TSST-1 is a potent exotoxin of the superantigens family that activates T lymphocytes, resulting in systemic inflammation and shock due to the overproduction of cytokines [55]. Infections caused by tst-positive S. aureus are also potentially fatal [53] and remain an important cause of morbidity among young people, especially in young women [50]. Although tst gene is located in a pathogenicity island, it can also be transferred among different isolates by a helper bacteriophage [56].

The limitation of this analysis is that the presence of virulence-encoding genes was evaluated only by PCR, which does not reflect the expression of the phenotype. However, nasal colonization by S. aureus harboring PVL and TSST-1 encoding genes in healthcare workers and students attending the hospital settings may represent a potential source for the emergence of a successful S. aureus strain highly adapted in hospital environment due to the silent spread of these virulence markers to multidrug-resistant strains and hence severe and difficult to treat infection in patients. Moreover, both populations may serve as agents of cross-transmission of this strain between the hospital and community individuals.

3.5. MRSA Isolates Harboring Different SCCmec and REP-PCR Types Are Grouped into Four Main Clusters

MRSA isolates were distributed into six SCCmec types and the type I (25/40, 62.5%) was the most frequent, followed by type IV (9/40, 22.5%). One isolate each (1/40, 2.5%) harbored the SCCmec types II, III, V, and VI; two isolates (2/40, 5.0%) were classified as NT (Figure 2). The SCCmec types identified herein were also detected in MRSA isolated from different staphylococcal infections in our hospital, where SCCmec type II was the most prevalent [3, 6, 7].

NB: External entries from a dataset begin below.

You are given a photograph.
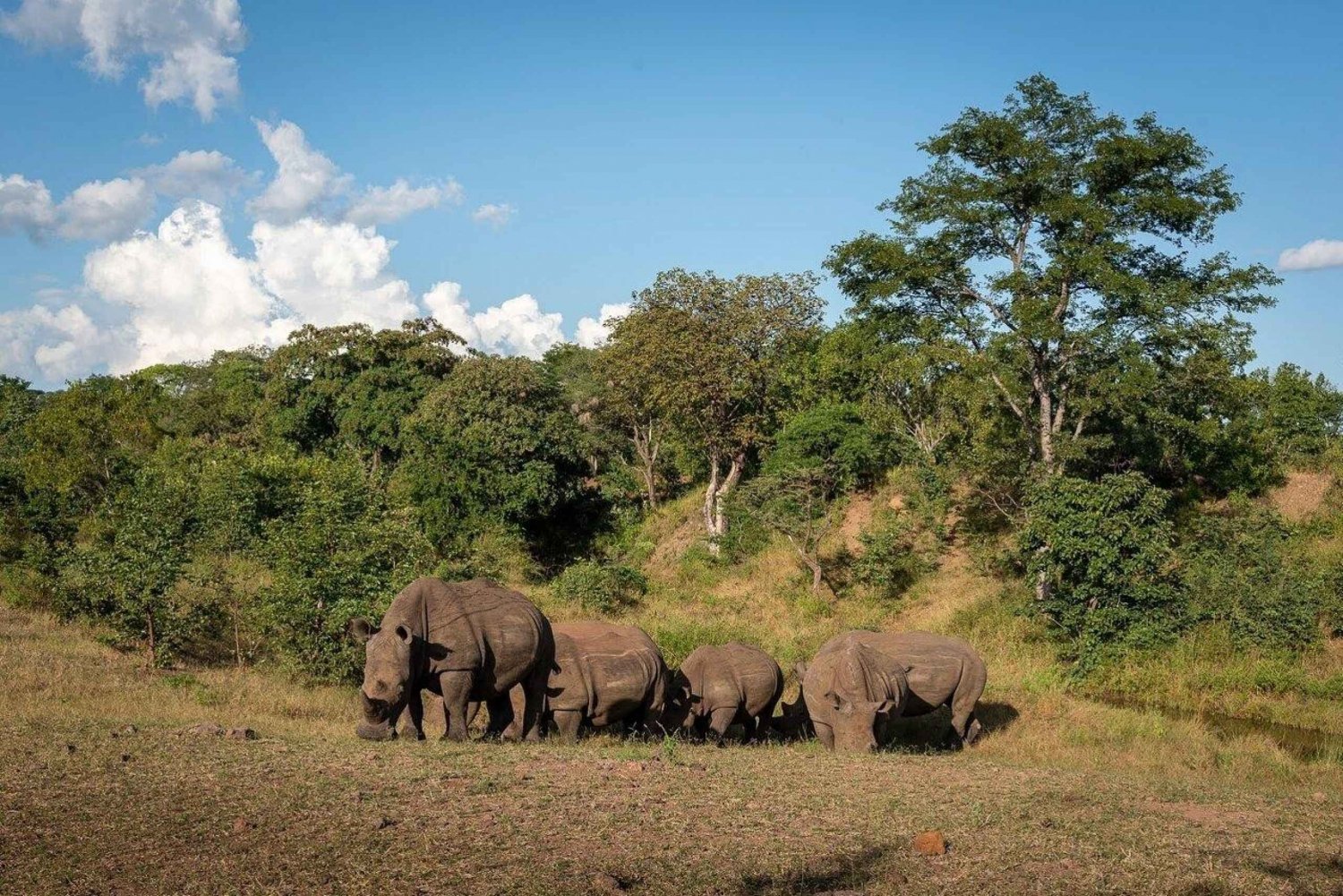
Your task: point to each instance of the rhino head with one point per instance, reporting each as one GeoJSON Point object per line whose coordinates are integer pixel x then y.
{"type": "Point", "coordinates": [387, 678]}
{"type": "Point", "coordinates": [859, 721]}
{"type": "Point", "coordinates": [676, 708]}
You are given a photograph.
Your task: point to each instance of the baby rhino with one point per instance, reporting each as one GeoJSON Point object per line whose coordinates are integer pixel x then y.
{"type": "Point", "coordinates": [861, 681]}
{"type": "Point", "coordinates": [604, 673]}
{"type": "Point", "coordinates": [723, 686]}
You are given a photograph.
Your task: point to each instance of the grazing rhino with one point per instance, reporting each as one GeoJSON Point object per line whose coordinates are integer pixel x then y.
{"type": "Point", "coordinates": [860, 681]}
{"type": "Point", "coordinates": [723, 686]}
{"type": "Point", "coordinates": [467, 641]}
{"type": "Point", "coordinates": [792, 721]}
{"type": "Point", "coordinates": [604, 673]}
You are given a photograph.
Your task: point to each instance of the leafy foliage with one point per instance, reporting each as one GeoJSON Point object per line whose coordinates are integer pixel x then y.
{"type": "Point", "coordinates": [601, 587]}
{"type": "Point", "coordinates": [1241, 568]}
{"type": "Point", "coordinates": [1108, 550]}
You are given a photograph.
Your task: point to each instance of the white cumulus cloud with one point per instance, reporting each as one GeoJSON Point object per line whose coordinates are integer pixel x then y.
{"type": "Point", "coordinates": [1313, 255]}
{"type": "Point", "coordinates": [493, 214]}
{"type": "Point", "coordinates": [105, 209]}
{"type": "Point", "coordinates": [51, 344]}
{"type": "Point", "coordinates": [305, 180]}
{"type": "Point", "coordinates": [515, 327]}
{"type": "Point", "coordinates": [185, 289]}
{"type": "Point", "coordinates": [190, 43]}
{"type": "Point", "coordinates": [593, 332]}
{"type": "Point", "coordinates": [203, 174]}
{"type": "Point", "coordinates": [99, 209]}
{"type": "Point", "coordinates": [26, 206]}
{"type": "Point", "coordinates": [332, 273]}
{"type": "Point", "coordinates": [384, 204]}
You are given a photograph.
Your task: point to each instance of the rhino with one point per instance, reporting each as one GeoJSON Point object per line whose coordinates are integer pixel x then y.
{"type": "Point", "coordinates": [717, 687]}
{"type": "Point", "coordinates": [792, 721]}
{"type": "Point", "coordinates": [861, 681]}
{"type": "Point", "coordinates": [466, 641]}
{"type": "Point", "coordinates": [604, 673]}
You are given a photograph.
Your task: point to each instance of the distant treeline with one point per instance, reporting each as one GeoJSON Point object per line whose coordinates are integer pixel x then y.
{"type": "Point", "coordinates": [1045, 337]}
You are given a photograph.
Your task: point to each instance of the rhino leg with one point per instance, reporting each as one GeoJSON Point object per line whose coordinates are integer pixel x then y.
{"type": "Point", "coordinates": [457, 689]}
{"type": "Point", "coordinates": [534, 692]}
{"type": "Point", "coordinates": [720, 721]}
{"type": "Point", "coordinates": [825, 734]}
{"type": "Point", "coordinates": [963, 716]}
{"type": "Point", "coordinates": [501, 715]}
{"type": "Point", "coordinates": [415, 715]}
{"type": "Point", "coordinates": [567, 723]}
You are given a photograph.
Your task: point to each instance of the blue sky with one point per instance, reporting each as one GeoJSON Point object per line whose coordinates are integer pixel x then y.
{"type": "Point", "coordinates": [736, 137]}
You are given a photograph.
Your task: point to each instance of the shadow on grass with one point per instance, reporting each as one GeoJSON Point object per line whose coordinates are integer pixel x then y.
{"type": "Point", "coordinates": [840, 871]}
{"type": "Point", "coordinates": [934, 734]}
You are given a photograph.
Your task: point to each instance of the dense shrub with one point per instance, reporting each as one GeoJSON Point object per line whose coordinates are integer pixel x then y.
{"type": "Point", "coordinates": [601, 587]}
{"type": "Point", "coordinates": [894, 555]}
{"type": "Point", "coordinates": [1241, 567]}
{"type": "Point", "coordinates": [1104, 552]}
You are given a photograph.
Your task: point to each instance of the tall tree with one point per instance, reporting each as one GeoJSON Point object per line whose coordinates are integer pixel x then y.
{"type": "Point", "coordinates": [708, 354]}
{"type": "Point", "coordinates": [1050, 242]}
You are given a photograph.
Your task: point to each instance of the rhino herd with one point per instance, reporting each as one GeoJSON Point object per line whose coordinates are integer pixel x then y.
{"type": "Point", "coordinates": [477, 643]}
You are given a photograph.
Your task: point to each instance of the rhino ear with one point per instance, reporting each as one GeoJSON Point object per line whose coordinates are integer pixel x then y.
{"type": "Point", "coordinates": [360, 629]}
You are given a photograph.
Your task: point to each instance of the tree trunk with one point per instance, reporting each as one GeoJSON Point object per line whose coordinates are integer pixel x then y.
{"type": "Point", "coordinates": [646, 449]}
{"type": "Point", "coordinates": [714, 516]}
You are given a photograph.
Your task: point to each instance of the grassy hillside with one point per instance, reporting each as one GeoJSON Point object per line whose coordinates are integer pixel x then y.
{"type": "Point", "coordinates": [101, 790]}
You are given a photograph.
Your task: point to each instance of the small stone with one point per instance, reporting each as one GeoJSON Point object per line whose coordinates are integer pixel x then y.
{"type": "Point", "coordinates": [931, 842]}
{"type": "Point", "coordinates": [204, 730]}
{"type": "Point", "coordinates": [606, 884]}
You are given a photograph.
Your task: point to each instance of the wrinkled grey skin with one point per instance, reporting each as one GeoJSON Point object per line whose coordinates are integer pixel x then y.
{"type": "Point", "coordinates": [792, 721]}
{"type": "Point", "coordinates": [860, 681]}
{"type": "Point", "coordinates": [719, 687]}
{"type": "Point", "coordinates": [466, 641]}
{"type": "Point", "coordinates": [604, 673]}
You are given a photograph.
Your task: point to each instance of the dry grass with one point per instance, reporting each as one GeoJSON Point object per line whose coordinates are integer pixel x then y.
{"type": "Point", "coordinates": [1302, 495]}
{"type": "Point", "coordinates": [1063, 794]}
{"type": "Point", "coordinates": [1065, 797]}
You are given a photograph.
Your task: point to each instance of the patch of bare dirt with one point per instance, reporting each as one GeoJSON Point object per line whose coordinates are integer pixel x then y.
{"type": "Point", "coordinates": [1303, 493]}
{"type": "Point", "coordinates": [856, 520]}
{"type": "Point", "coordinates": [672, 547]}
{"type": "Point", "coordinates": [1217, 817]}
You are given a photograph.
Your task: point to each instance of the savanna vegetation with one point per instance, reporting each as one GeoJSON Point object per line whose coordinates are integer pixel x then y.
{"type": "Point", "coordinates": [1037, 424]}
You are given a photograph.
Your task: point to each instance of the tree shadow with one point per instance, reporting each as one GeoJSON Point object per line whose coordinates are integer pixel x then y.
{"type": "Point", "coordinates": [840, 871]}
{"type": "Point", "coordinates": [934, 734]}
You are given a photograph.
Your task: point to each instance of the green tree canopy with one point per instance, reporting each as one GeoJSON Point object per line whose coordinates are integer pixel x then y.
{"type": "Point", "coordinates": [709, 356]}
{"type": "Point", "coordinates": [1050, 242]}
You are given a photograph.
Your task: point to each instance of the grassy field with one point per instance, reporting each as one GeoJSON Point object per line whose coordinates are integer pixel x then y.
{"type": "Point", "coordinates": [101, 791]}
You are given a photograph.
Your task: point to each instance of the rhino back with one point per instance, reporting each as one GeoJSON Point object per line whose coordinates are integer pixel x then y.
{"type": "Point", "coordinates": [488, 629]}
{"type": "Point", "coordinates": [617, 668]}
{"type": "Point", "coordinates": [937, 664]}
{"type": "Point", "coordinates": [759, 678]}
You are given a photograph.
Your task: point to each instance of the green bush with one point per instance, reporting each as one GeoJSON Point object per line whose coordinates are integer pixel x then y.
{"type": "Point", "coordinates": [894, 555]}
{"type": "Point", "coordinates": [1106, 554]}
{"type": "Point", "coordinates": [1241, 568]}
{"type": "Point", "coordinates": [599, 587]}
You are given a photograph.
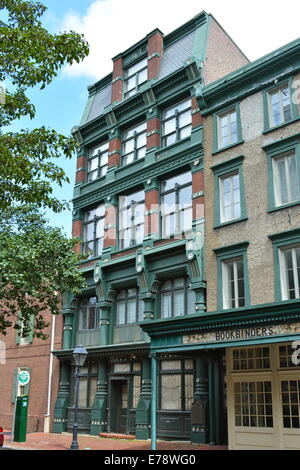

Visual observation of bands generated by REP-PCR typing showed a total of 21 banding patterns (named a to u), indicating a relatively high genetic diversity among MRSA isolates. REP-PCR banding patterns were automatically sized and all isolates with the same type were recognized to be identical. The level of similarity between the REP-PCR fingerprinting of the MRSA isolates ranged from 44.1 to 100%. Clusters analysis, by using a cutoff value of 85% [3], revealed that the majority of MRSA isolates were distributed into four groups (named as A to D clusters). Seven isolates exhibited unique fingerprinting patterns. Clusters A and D harbored two isolates each of the different REP-PCR and SCCmec types. Cluster B consisted of 17 isolates, comprising five REP-PCR (g, h, i, j, and k) and six SCCmec (I, II, IV, V, VI, and NT) different types, which were grouped in three subclusters (B1, B2, and B3). Finally, cluster C consisted of 12 isolates, comprising five REP-PCR (l, m, n, o, and p) and two SCCmec (I and IV) different types, which were grouped in two subclusters (C1 and C2) (Figure 2).

OS-MRSA isolates harbored the SCCmec type I (12/18, 66.7%), type IV (4/18, 22.2%), and type II (1/18, 5.6%) and one was NT (1/18, 5.6%). Moreover, most OS-MRSA isolates belonged to clusters B (8/18, 44.4%) and C (4/18, 22.2%). These results may explain the high prevalence of OS-MRSA nasal carriers in our study.

4. Conclusion

This study provided an overview of S. aureus nasal carriage among healthcare workers and students attending our hospital. We observed a high prevalence of S. aureus exhibiting different antimicrobial resistance profiles, including multidrug-resistant and OS-MRSA isolates; higher prevalence of MRSA harboring the SCCmec types I and IV, which is in contrast to our previous studies reporting the prevalence of SCCmec type II among MRSA isolated from different infections [3, 6]; and the presence of PVL and TSST-1 encoding genes among these isolates. These data alert us for continuous surveillance of potential reservoirs of S. aureus and improvement in the infections control measures for detecting the various methicillin susceptibility phenotypes and virulence potential of S. aureus.